3 films haïtiens au festival du film international de Toronto

Pour la première fois, trois films dirigés par des Haïtiens sont à l’affiche à ce grand festival mondial du 7e art.

Dans une interview exclusive à LoopHaitirécemment, le réalisateur haïtien, Richard Sénécal a déclaré : « Le cinéma haïtien est jeune et a son avenir devant lui. Nous avons quitté le stade des pionniers et des expérimentations et je prédis une maturité florissante. Qui vivra verra ». Pour illustrer son propos, il a affirmé : « Il se produit toujours des longs métrages de fiction, notamment dans la diaspora même si la qualité n’est pas toujours au niveau. Haïti est représentée cette année au festival de Toronto par pas moins de 3 films ».

Les trois fils en question sont :

The Empty Box (Claudia Sainte-Luce, Jimmy Jean-Louis). Ce long métrage retrace la vie de Toussaint, un haïtien de 60 ans qui va vivre avec sa fille Jazmin dans la ville de Mexico. N’ayant jamais été un bon père, Toussaint va se trouver prisonnier de son passé regrettable et d’un futur commun à construire dans l’arrachement, les regrets et l’espérance. Une partie du film a été tournée en Haïti avec des techniciens et acteurs haïtiens.

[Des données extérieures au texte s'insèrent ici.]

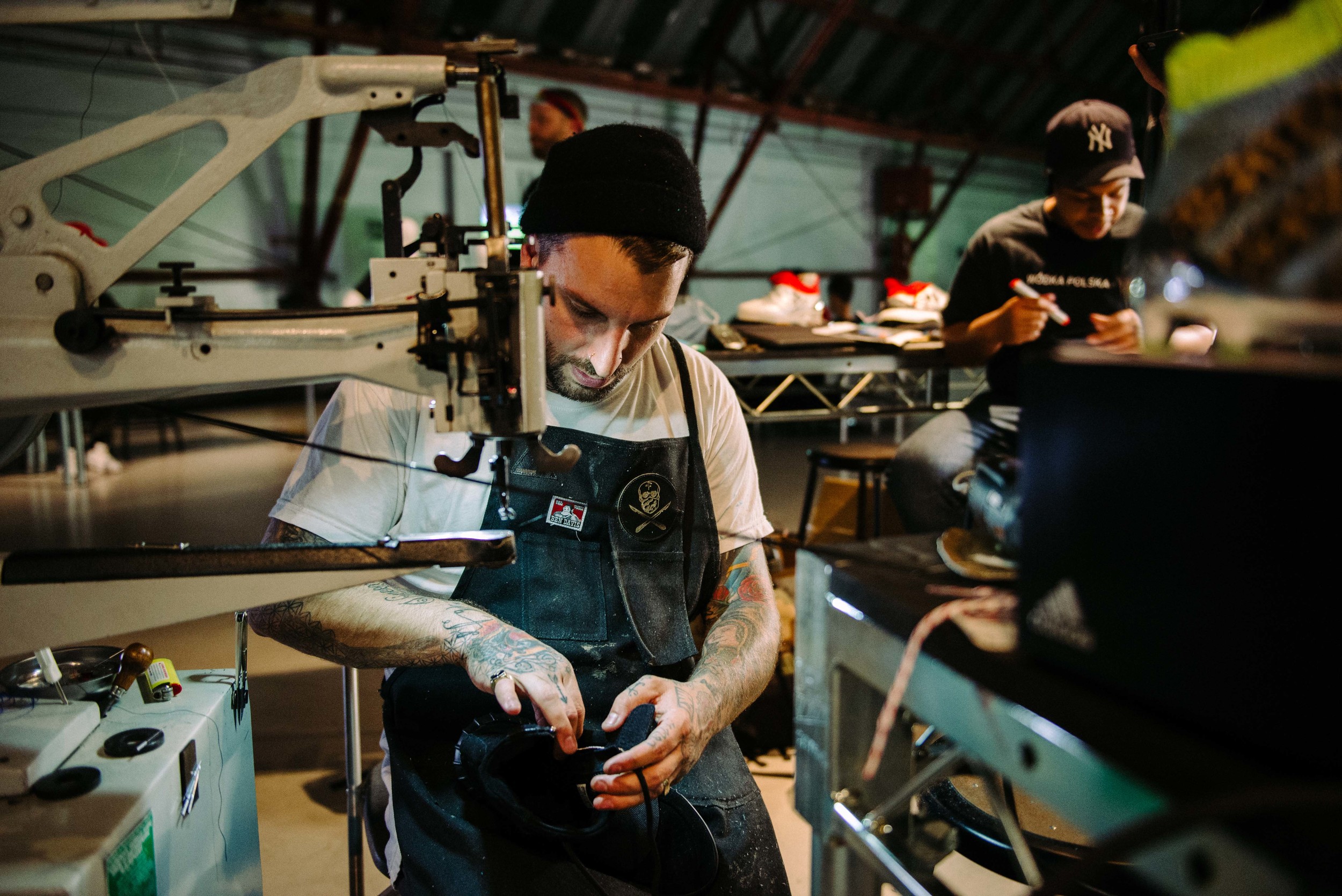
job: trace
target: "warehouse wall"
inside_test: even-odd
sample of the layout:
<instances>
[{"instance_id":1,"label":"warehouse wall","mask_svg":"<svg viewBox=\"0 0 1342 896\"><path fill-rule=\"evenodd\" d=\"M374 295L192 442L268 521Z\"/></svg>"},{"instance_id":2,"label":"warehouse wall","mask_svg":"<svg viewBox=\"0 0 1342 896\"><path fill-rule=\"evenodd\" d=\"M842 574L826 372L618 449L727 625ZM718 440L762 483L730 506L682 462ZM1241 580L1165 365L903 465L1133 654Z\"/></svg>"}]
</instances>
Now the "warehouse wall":
<instances>
[{"instance_id":1,"label":"warehouse wall","mask_svg":"<svg viewBox=\"0 0 1342 896\"><path fill-rule=\"evenodd\" d=\"M270 59L305 51L295 42L258 40L185 25L145 25L142 34L129 25L9 28L0 32L0 48L5 50L0 54L0 78L9 87L0 102L0 142L27 153L42 153L78 138L81 119L85 134L97 133L158 109L174 95L196 93ZM161 64L154 64L150 54ZM522 94L525 115L526 99L544 83L514 76L509 86ZM692 106L613 91L580 91L590 106L592 125L643 122L666 127L690 142ZM424 113L431 119L444 114L475 130L468 91L450 93L443 109ZM702 164L710 209L753 125L747 115L711 114ZM323 126L322 209L334 189L353 126L354 115L327 118ZM290 264L301 201L303 137L305 126L293 129L192 217L196 229L173 232L137 267L153 267L161 260L193 260L203 268ZM221 144L217 127L203 126L83 174L157 204ZM541 162L530 154L525 119L505 123L503 146L507 201L518 203L541 169ZM890 141L782 126L765 139L699 266L705 270L874 268L882 231L872 212L872 172L884 164L907 162L910 154L910 146ZM388 146L376 134L370 138L333 252L331 276L323 287L327 302L338 302L366 271L368 256L380 254L378 185L404 170L409 156L409 150ZM0 164L15 161L12 153L0 150ZM927 161L943 184L960 157L929 150ZM459 149L428 150L424 172L404 200L404 213L423 217L443 211L451 192L456 220L478 220L479 178L479 162L467 160ZM914 259L914 276L949 286L973 231L992 215L1040 196L1043 186L1043 172L1036 165L1008 160L981 162ZM943 185L937 192L941 189ZM63 220L85 220L111 240L141 215L123 201L70 180L48 185L47 200ZM225 307L274 306L285 288L282 283L209 284L209 292ZM762 295L766 288L764 280L701 279L692 284L695 295L725 315L738 302ZM859 296L875 288L870 283L859 286ZM150 304L156 288L122 284L114 294L126 304Z\"/></svg>"}]
</instances>

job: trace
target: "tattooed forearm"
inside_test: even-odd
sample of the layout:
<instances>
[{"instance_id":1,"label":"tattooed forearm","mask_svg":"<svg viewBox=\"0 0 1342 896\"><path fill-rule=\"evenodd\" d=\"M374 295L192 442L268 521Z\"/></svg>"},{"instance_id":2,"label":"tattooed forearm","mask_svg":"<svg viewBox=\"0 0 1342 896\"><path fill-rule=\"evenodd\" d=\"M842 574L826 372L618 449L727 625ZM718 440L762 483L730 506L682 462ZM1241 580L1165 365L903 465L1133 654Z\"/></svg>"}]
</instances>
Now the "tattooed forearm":
<instances>
[{"instance_id":1,"label":"tattooed forearm","mask_svg":"<svg viewBox=\"0 0 1342 896\"><path fill-rule=\"evenodd\" d=\"M690 676L701 685L694 716L713 730L731 724L760 696L778 657L778 609L764 549L752 542L723 554L722 579L706 612L703 656Z\"/></svg>"},{"instance_id":2,"label":"tattooed forearm","mask_svg":"<svg viewBox=\"0 0 1342 896\"><path fill-rule=\"evenodd\" d=\"M330 543L275 519L264 541ZM331 663L356 667L466 665L475 657L475 661L488 663L506 651L497 641L484 645L475 645L475 641L495 629L517 632L478 606L396 581L280 601L255 608L247 616L258 634ZM513 649L518 648L513 645Z\"/></svg>"}]
</instances>

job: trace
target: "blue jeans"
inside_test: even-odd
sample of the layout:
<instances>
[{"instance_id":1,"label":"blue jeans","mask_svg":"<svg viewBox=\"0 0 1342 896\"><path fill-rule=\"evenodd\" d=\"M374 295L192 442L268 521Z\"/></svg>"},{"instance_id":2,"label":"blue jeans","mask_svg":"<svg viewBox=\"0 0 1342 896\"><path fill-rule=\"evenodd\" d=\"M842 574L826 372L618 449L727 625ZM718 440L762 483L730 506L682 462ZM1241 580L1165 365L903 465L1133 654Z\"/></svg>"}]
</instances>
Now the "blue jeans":
<instances>
[{"instance_id":1,"label":"blue jeans","mask_svg":"<svg viewBox=\"0 0 1342 896\"><path fill-rule=\"evenodd\" d=\"M951 480L973 469L980 453L1015 453L1016 433L996 425L989 396L978 396L964 410L946 410L899 445L890 464L890 498L906 533L941 533L965 524L965 496Z\"/></svg>"}]
</instances>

Dans une entrevue accordée à LoopHaiti, l’acteur eut à déclarer : « C’est peut-être le film le plus important que j’ai fait jusqu’à présent en raison de son contenu, sa réalisation et aussi les différents challenges. J’ai dû parler espagnol durant 90 % du film. J’incarne aussi un personnage d’une soixantaine d’années, un Haïtien immigré au Mexique pendant une quarantaine d’années. J’ai été dirigé par une réalisatrice extrêmement talentueuse du nom de Claudia Sainte Luce, une Mexicaine de père Haïtien qui a déjà gagné beaucoup de prix avec son premier film “The amazing Catfish”, un film qui était aussi shortlisted pour les Oscars ».

Ayiti Mon Amour. Comme le rapporte le site L’union Suite, ce film est produit et exécuté par l’Américaine d’origine haïtienne Guetty Fellin. Son film revisite puis dépasse les décombres du 12 janvier 2010. Au cœur de l’œuvre se trouve Orphee, un jeune garçon qui pleure la mort de son père et qui va découvrir qu’il a des « pouvoirs électriques ». Ayiti mon amour est tourné en Haiti avec acteurs et personnels du pays.

I am not your Negro (Je ne suis pas votre nègre TDLR) de Raoul Peck dont le narrateur est Samuel L. Jackson en personne se plonge dans la tragédie et l’héritage de Medgar Evers, Malcolm X et de Martin Luther King. Le film tente de restituer par l’histoire ce que c’est d’être un noir aux États-Unis aujourd’hui en faisant directement référence aux mouvements pour les droits civiques, Black Power ou l’assassinat de jeunes Américains comme Trayvon Martin, Tamir Rice, Mike Brown et Amir Brooks.